Doyle’s close attention to the scientific and technical details of early air flight puts this story firmly in the category of science fiction. Technological advances in the early 1900s allow airmen to climb ever higher into the atmosphere, but soon a number of strange accidents befall the pilots. The discovery of a fragmentary blood soaked notebook leads to an investigation of the fate of wealthy aeronaut and inventor Joyce-Armstrong. Joyce-Armstrong had suspected that “There are jungles of the upper air…” He sets out to bring back proof of their existence. He discovers a world of great beauty, but also encounters a terrifying predator.
The Trollenberg Horror, better known as The Crawling Eye, is a black and white movie made in 1958. The title is unfortunate, because it gives away the monster before the movie is even seen. As monsters go, this one deserves a more suspenseful concealment in the film, since it is one of the more unique creatures for its time period.
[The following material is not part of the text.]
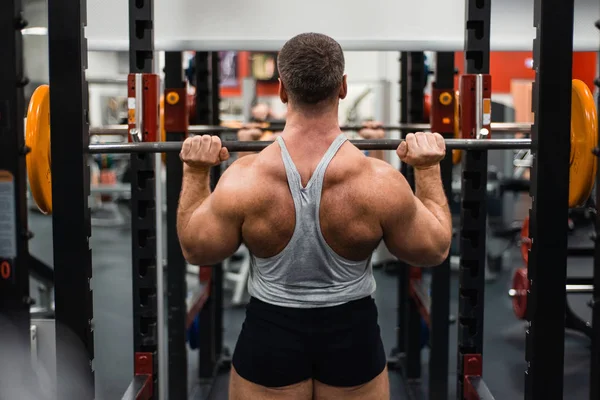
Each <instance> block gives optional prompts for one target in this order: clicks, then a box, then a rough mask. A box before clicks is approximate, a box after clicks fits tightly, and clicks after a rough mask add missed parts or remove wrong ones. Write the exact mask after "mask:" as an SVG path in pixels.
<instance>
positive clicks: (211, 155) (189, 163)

The Crawling Eye has some genuinely creepy and hair raising moments, and here and there are interesting special effects—also some silly ones. Inexplicable and gruesome accidents begin to occur at winter resort in the Swiss Alps, (probably not far from E.F. Benson’s Horror-Horn). There is also a mysterious radioactive cloud that lingers over one side of the mountain. The cloud sometimes descends, and its movements are somehow connected to disappearances and horrible deaths. It appears that extraterrestrials have begun to colonize the tops of Earth’s higher mountains, where they are able to thrive in extreme cold.
The alien minds are all powerful and able to influence humans to do their will—which almost always involves evil. There is a suspenseful escape by cable car, a vehicle already designed to be intrinsically nerve wracking. A child is accidently left behind with the creatures, causing additional and well timed angst. There is definitely a Lovecraftian feel to the extraterrestrials, with their indeterminate shape, tentacles, and single glaring eye. Following a climactic battle with the creatures at a fortified scientific observatory, it is still a question whether the aliens have been vanquished. A “radioactive” mist, the demand for constant vigilance, and an inconclusive battle link this film to Cold War anxieties of the 50s and 60s.